If the T-shaped pillars represent humans, they were probably rulers, high ranked priests, or the heads of clans. It may be that clan leaders intended to have stone pillars with the clan's animal totem as a display of wealth or power. Or it may be that the 16-ton limestone pillars represent deified rulers who were venerated as ancestors. Each pillar served as the ruler's presence by which he also represented his clan, before the deity.

The T shape appears to be a very ancient symbol that represented a complex of ideas including heaven, the High God, mankind, and blood. These come together in the Tyet symbol of the Old Kingdom (show above). It consists of a solar orb above a human form (Hathor) and appears to be a variation of the ankh.

Mystery surrounds how the huge pillars were transported from the quarry. Were hundreds of beasts of burden used? If so, why do these animals not appear on the carvings? The animals carved on the pillars include bulls, cranes, ostriches, vultures, lions, serpents and crocodiles, all animals sacred to Abraham's Nilo-Saharan ancestors.

Another mystery surrounds the twin pillars at the center of the shrine. They are superior in quality to the perimeter stones. Tatiana V. Kornienko (Cult Buildings of Northern Mesopotamia) sees the placement of pairs of stones as an important aspect of early cosmology:

The worship of pairs of central objects in ancient sanctuaries or temples is a characteristic feature of a number of early Near Eastern cultures. Such symbolism represents the binary basis and dualism of people’s mythological perception of natural phenomena.

(Note that Kornienko fails to make a distinction between the binary and dualistic worldviews, a distinction that needs to be clarified to correctly trace origins and antecedents.)

Related reading: The Hittites of AnatoliaThe Ostrich in Biblical Symbolism; Megalithic Totemism of the Individual: A new Analysis of Gobekli Tepe's Monumental Pillars; Ethics and Religious Practices of the Afro-Asiatics; The Trapezoid on Ancient Architecture and Technology


  1. I believe the outer ring represents the wheel of time.
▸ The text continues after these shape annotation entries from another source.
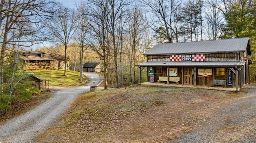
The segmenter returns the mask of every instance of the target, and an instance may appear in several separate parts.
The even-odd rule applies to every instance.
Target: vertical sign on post
[[[154,75],[155,74],[154,67],[148,67],[148,75]]]
[[[149,76],[149,81],[151,82],[154,82],[155,72],[154,67],[148,67],[148,75]]]
[[[232,74],[233,74],[232,71],[229,68],[228,69],[228,77],[227,78],[227,86],[232,86]]]

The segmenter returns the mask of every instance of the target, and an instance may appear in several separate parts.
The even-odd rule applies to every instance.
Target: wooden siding
[[[40,89],[42,86],[42,81],[39,79],[29,76],[25,79],[25,81],[33,82],[33,85],[36,86],[38,89]]]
And all forces within which form a cross in the centre, earth, air,fire and water, as above so below, they become the forces connected, then they look inwards on their spiritual path, that’s how they discover their totem animals, higher up priests/shamans would have more. Their way of discovering these was to enter the other world where time stops and reverses. So I believe. The bridge between two worlds. Is what they believed. But I could be wrong.

  2. You are assuming that the religion practiced there was shamanic. That has not been determined. The worldview and religious practices of priests and shamans are distinct.